An IP register is a pointer with a special function, its task is to point to the next instruction that is to be executed.

All processors in the x86 family follow the same principle. First, they follow the instruction pointer and decode the next command at that address. After decoding, this is followed by the step of performing this instruction. Some instructions are read from or written to memory, others produce calculations, comparisons, or other work. When the work is finished, the team goes through the retirement stage (retirement stage) and the IP starts pointing to the next instruction.

This principle of decoding, execution and resignation is equally applied in both the first 8086 processor and the latest Core i7. Over time, new stages of the pipeline were added, but the principle of operation remained the same.

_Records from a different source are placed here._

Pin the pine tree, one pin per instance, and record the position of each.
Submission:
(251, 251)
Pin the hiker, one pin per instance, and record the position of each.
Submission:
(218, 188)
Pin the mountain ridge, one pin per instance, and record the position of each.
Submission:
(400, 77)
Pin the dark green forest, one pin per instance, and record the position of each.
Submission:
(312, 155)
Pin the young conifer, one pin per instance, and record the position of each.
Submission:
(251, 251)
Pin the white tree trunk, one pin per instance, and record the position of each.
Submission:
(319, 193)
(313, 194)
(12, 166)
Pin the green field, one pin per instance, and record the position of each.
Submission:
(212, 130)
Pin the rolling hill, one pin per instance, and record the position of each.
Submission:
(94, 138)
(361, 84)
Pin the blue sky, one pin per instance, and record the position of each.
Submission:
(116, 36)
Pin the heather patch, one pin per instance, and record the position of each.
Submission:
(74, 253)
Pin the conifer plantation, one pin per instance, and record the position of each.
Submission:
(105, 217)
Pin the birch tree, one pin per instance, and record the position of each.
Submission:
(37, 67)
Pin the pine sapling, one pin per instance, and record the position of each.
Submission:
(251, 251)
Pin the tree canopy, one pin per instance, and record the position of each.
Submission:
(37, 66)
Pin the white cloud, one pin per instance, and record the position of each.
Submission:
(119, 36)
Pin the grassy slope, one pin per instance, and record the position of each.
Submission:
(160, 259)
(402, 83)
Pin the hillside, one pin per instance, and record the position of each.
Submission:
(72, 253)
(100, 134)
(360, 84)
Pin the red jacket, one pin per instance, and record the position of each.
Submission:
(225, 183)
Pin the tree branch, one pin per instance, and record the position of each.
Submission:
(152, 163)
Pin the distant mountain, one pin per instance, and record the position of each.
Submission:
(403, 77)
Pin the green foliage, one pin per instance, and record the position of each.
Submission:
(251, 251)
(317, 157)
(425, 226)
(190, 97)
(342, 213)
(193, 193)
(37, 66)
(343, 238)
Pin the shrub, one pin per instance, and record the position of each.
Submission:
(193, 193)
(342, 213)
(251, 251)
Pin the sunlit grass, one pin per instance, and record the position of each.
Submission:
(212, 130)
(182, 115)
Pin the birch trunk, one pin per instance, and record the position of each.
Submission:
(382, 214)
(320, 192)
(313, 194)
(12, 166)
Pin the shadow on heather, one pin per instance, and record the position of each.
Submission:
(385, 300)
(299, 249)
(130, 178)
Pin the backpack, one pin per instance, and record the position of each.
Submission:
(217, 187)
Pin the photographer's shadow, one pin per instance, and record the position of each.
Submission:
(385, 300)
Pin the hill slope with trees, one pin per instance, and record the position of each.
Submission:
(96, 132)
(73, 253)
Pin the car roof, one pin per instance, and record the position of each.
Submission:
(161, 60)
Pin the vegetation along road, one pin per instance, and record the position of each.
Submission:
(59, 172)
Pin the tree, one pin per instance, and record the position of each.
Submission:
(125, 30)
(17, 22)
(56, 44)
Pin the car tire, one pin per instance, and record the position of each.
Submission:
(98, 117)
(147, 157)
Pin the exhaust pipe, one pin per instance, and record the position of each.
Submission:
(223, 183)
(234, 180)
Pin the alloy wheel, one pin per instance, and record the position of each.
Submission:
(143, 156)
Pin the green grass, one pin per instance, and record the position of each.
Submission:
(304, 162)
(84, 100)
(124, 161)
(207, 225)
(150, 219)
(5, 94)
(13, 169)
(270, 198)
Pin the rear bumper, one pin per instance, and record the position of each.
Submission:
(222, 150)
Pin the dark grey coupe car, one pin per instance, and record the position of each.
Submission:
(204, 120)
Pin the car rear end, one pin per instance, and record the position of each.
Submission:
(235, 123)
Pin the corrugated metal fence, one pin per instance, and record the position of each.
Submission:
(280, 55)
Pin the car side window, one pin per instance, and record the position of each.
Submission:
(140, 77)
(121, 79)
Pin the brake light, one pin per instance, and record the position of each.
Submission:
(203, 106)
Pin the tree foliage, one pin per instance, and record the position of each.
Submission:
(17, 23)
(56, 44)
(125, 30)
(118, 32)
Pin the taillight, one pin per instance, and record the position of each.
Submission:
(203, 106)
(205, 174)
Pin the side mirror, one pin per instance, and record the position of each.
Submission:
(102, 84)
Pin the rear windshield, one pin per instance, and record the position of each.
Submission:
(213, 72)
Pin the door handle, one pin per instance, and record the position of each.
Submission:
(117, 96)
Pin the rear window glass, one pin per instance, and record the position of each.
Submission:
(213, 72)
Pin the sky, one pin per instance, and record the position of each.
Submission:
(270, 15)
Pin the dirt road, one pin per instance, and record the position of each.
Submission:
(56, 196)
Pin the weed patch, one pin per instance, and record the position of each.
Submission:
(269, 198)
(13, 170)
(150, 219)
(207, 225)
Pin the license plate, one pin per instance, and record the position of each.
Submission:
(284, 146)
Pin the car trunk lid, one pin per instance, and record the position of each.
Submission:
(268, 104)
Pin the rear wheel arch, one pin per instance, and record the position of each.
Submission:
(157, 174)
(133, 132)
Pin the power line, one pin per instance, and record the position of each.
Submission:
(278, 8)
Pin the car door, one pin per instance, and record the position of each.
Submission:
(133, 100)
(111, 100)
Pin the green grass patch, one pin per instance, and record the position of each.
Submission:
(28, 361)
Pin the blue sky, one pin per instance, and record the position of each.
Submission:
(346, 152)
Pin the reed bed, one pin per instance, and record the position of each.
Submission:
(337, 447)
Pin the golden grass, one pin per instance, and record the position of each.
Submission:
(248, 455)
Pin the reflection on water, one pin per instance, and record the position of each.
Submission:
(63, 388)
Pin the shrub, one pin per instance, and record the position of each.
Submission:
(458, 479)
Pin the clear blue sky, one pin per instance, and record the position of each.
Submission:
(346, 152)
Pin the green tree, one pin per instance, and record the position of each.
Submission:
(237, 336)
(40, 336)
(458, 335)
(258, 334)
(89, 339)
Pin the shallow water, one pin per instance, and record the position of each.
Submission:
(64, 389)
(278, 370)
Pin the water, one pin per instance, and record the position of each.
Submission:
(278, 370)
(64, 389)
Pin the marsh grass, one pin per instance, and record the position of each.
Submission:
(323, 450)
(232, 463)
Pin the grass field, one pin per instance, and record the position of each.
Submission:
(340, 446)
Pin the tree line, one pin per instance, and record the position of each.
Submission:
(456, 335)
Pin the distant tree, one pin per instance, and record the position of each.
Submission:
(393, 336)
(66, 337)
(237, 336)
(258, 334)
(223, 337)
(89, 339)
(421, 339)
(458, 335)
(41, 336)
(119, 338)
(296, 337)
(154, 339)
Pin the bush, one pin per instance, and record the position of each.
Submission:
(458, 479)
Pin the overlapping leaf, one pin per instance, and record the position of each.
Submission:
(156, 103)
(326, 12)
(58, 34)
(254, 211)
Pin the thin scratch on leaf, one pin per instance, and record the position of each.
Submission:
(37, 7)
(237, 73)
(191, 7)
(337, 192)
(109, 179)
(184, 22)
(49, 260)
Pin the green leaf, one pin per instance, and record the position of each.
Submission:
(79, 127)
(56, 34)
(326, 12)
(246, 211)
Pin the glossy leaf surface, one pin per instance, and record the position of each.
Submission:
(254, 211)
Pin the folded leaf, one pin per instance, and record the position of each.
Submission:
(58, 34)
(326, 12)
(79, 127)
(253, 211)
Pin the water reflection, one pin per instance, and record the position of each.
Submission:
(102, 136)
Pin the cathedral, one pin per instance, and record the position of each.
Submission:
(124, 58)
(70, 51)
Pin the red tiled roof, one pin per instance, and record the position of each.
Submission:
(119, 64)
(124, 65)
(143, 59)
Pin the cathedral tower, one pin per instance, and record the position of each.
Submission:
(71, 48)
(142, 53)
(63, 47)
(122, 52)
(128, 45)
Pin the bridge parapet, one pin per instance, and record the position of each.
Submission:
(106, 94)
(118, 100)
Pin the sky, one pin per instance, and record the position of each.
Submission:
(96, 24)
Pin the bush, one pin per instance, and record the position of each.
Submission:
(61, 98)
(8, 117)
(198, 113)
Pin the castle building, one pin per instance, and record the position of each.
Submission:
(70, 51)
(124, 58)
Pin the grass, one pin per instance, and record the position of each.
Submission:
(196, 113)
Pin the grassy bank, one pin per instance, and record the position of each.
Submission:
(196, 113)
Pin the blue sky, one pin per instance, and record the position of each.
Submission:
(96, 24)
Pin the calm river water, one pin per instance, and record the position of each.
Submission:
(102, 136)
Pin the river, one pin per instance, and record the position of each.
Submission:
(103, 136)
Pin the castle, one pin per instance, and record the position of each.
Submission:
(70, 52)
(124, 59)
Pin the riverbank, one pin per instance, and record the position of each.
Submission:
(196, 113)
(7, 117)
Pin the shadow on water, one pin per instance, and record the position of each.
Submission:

What has changed in 35 years

The first processors were simple by today's standards. The 8086 processor started by checking the command on the current pointer to the instruction, decoded it, executed it, dropped it and continued to work with the following instruction to which the IP indicated.

Each new chip in the family adds new functionality. Most added new instructions, some added new registers. To stay within the scope of this article, I will pay attention to changes that directly affect the passage of commands through the CPU. Other changes, such as adding virtual memory or parallel processing, are of course interesting, but beyond the scope of this article.

In 1982, the instruction cache was entered. Instead of accessing the memory on each instruction, the processor read several bytes past the current IP. The instruction cache was only a few bytes in size, sufficient to store only a few commands, but significantly increased performance, eliminating constant memory accesses every few clock cycles.

In 1985, the data cache was added to the 386 processor and the size of the instruction cache was increased. This step allowed to increase productivity by reading a few bytes beyond the request for data. At that time, data and instruction caches were measured in kilobytes, rather than in bytes.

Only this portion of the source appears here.